Allen seinen Texten liegen komplexe Gedankenkonglomerate zugrunde. Auch den Theaterstücken. Die letzten drei sind in dem ebenfalls neuen Band „Lapidarium“ versammelt. Es sind umfangreiche Textflächen, heterogen, vielgestaltig, Prosapassagen, endlos lange Mono- und Dialoge. Das wirkt unspielbar – und ist es doch: „Reich des Todes“ und „Baracke“ wurden in mehreren großen Häusern in Deutschland und Österreich inszeniert.
Gerade das Ausufernde, Manische des Goetz’schen Theaterschreibens scheint für Dramaturgen eine spannende Herausforderung zu sein. „Reich des Todes“ wurde durch die Anschläge des 11. September 2001 und den Folterskandal in Abu Ghraib motiviert - verschaltet mit NS-Anspielungen, wird es zu einem Stück über das Wesen der Folter.

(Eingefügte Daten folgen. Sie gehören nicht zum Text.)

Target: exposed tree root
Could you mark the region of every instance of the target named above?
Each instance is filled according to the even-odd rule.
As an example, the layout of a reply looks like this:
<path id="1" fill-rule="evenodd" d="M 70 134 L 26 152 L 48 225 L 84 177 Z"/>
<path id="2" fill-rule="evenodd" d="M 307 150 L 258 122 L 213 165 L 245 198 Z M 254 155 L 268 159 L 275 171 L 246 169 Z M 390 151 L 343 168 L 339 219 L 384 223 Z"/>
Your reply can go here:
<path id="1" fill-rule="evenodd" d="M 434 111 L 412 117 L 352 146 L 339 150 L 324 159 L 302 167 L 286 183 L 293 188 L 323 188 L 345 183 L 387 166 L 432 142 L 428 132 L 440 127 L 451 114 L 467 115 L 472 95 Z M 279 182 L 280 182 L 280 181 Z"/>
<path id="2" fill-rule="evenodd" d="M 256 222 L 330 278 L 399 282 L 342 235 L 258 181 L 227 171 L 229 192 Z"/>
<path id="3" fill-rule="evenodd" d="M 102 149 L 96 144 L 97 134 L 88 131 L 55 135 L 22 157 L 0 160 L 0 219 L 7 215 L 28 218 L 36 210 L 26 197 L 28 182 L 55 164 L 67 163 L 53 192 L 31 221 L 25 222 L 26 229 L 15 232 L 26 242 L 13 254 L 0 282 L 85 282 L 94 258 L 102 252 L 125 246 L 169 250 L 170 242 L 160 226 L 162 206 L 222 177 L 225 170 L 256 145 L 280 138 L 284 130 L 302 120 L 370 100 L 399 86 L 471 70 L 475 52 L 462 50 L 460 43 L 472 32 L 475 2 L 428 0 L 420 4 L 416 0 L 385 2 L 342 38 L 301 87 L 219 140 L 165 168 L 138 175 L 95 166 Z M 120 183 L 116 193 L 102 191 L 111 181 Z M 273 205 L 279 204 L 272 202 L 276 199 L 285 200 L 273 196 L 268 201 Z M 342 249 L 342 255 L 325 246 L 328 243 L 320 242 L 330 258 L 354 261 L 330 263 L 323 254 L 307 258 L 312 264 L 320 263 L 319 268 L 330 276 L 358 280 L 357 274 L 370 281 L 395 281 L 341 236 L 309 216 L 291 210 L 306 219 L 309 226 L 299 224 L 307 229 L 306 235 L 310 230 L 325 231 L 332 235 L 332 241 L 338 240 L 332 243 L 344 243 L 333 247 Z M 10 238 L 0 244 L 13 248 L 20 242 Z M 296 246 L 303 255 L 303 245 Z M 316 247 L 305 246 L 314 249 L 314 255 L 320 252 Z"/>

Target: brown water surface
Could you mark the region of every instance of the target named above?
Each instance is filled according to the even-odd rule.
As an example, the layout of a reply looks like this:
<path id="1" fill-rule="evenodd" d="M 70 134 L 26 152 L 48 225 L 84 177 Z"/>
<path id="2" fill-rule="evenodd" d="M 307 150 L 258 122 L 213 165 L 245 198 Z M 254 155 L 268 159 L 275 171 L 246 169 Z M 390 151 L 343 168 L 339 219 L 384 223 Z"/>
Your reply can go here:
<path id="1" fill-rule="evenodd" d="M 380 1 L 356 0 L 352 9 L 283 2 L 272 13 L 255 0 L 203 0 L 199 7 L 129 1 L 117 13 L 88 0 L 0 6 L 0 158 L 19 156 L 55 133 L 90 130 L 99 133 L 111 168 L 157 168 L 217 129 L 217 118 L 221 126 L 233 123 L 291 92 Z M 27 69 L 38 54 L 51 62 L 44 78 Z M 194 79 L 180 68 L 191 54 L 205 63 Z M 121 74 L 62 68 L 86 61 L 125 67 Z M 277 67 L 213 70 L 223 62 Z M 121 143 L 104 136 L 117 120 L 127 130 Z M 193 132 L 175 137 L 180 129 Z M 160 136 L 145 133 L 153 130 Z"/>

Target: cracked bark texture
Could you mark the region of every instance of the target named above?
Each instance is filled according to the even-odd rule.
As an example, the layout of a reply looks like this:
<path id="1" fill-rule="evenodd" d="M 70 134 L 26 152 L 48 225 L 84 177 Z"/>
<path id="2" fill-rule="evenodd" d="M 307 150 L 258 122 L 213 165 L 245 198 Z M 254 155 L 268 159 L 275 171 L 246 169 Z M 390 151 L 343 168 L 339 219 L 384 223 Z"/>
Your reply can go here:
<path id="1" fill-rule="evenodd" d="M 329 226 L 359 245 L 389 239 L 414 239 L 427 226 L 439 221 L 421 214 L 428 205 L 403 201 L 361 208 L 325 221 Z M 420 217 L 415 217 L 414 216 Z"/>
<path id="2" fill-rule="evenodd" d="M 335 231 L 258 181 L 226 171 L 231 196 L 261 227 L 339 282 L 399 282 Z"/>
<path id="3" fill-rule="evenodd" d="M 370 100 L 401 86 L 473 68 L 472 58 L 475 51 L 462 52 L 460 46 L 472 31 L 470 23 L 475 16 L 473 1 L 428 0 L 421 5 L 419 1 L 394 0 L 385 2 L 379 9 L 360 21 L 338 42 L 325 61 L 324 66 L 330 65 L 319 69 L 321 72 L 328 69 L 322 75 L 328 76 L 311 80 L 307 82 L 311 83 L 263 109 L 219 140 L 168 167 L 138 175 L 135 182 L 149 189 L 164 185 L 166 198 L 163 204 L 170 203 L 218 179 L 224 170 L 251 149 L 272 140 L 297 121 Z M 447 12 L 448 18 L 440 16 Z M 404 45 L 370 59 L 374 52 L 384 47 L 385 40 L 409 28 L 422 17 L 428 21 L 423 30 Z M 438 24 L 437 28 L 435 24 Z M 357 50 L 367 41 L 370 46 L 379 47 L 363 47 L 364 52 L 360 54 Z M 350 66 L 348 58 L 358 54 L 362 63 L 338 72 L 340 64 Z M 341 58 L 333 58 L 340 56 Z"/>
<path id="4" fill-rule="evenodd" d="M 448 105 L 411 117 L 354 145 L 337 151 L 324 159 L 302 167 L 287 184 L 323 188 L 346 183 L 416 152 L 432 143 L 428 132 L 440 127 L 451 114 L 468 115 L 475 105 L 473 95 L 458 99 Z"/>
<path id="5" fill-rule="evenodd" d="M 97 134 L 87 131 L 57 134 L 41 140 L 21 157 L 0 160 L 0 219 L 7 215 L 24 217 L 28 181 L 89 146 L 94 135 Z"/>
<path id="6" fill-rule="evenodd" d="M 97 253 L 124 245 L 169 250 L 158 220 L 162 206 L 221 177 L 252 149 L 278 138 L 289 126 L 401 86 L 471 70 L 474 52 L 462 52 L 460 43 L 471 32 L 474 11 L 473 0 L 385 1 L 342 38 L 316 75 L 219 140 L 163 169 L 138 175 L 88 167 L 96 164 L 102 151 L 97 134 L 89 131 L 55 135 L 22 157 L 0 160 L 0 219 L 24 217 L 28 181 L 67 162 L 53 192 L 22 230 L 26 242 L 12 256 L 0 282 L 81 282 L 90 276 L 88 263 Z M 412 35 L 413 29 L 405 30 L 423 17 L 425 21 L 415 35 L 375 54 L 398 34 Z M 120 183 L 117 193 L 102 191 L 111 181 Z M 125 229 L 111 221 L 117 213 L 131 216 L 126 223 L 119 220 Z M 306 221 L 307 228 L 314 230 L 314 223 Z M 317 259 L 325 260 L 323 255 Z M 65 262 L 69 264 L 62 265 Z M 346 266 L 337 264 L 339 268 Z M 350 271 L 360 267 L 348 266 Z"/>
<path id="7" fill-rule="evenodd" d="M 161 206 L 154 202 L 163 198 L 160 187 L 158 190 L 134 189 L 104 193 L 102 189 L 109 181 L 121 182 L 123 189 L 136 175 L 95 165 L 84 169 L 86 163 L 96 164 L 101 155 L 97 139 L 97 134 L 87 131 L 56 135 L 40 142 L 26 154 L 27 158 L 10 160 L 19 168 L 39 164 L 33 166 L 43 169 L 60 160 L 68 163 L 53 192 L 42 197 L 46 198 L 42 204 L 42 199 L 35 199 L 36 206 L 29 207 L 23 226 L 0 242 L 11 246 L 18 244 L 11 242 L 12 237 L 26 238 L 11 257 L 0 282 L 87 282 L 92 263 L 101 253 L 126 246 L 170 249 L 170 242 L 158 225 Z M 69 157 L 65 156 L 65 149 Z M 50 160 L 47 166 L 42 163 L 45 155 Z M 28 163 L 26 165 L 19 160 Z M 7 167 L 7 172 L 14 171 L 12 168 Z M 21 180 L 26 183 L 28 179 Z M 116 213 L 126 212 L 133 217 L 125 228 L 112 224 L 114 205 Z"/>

Einer der wichtigsten Autoren der Gegenwart
„Baracke“ ist als Familienstück konzipiert, es zeigt die Entstehung und das Vergehen der Liebe, was besondere Brisanz dadurch gewinnt, dass die NSU-Terroristen Beate Zschäpe und Uwe Mundlos die fiktiven Eltern innerhalb des Stücks sind. Es gehe, so Goetz selbst, um die „beengende Übernähe der Menschen zueinander“.

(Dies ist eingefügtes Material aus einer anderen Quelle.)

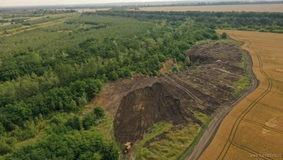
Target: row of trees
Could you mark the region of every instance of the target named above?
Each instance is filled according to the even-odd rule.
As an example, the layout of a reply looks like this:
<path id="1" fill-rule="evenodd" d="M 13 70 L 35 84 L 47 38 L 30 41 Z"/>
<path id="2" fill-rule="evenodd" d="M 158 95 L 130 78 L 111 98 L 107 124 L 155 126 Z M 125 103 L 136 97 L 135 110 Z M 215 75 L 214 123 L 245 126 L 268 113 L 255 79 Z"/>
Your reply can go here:
<path id="1" fill-rule="evenodd" d="M 211 28 L 239 29 L 283 33 L 283 14 L 269 12 L 200 12 L 200 11 L 97 11 L 98 15 L 131 17 L 140 21 L 167 19 L 185 21 L 192 18 Z M 84 13 L 84 14 L 88 14 Z"/>

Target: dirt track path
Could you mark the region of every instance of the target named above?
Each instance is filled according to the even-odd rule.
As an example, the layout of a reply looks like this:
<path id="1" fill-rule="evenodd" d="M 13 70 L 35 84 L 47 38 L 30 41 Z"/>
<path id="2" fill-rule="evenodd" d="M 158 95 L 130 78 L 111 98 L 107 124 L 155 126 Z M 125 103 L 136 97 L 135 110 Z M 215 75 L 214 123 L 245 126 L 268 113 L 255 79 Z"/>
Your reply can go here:
<path id="1" fill-rule="evenodd" d="M 245 99 L 248 95 L 254 91 L 258 86 L 259 83 L 257 78 L 252 72 L 252 60 L 250 55 L 247 52 L 245 52 L 247 58 L 247 71 L 252 78 L 252 86 L 247 90 L 246 92 L 242 95 L 235 102 L 234 102 L 230 107 L 225 107 L 223 110 L 217 112 L 207 129 L 201 137 L 198 144 L 195 146 L 194 150 L 185 159 L 197 159 L 203 153 L 205 149 L 212 142 L 212 139 L 216 134 L 216 132 L 220 126 L 220 124 L 225 116 L 233 109 L 237 105 Z"/>
<path id="2" fill-rule="evenodd" d="M 260 83 L 222 119 L 209 146 L 200 143 L 200 153 L 191 159 L 282 159 L 283 35 L 218 31 L 245 42 L 242 48 L 251 54 Z"/>

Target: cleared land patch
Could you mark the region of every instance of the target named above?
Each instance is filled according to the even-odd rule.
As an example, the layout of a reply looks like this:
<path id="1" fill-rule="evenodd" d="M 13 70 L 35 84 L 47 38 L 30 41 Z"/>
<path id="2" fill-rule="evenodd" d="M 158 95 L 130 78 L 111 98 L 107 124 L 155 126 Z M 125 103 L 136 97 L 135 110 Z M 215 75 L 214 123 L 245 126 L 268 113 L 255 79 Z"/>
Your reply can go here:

Die Stücke schaffen durch latente Andeutungen auf verschiedenste Themenkomplexe eine immense Bedeutungstiefe und Bodenlosigkeit banalster Gegenstände. Schwierig, ja kryptisch oft, aber enorm anregend. Fern jeder Festlegung. Goetz ist unleugbar einer der wichtigsten deutschen Gegenwartsautoren, vielleicht sogar der wichtigste.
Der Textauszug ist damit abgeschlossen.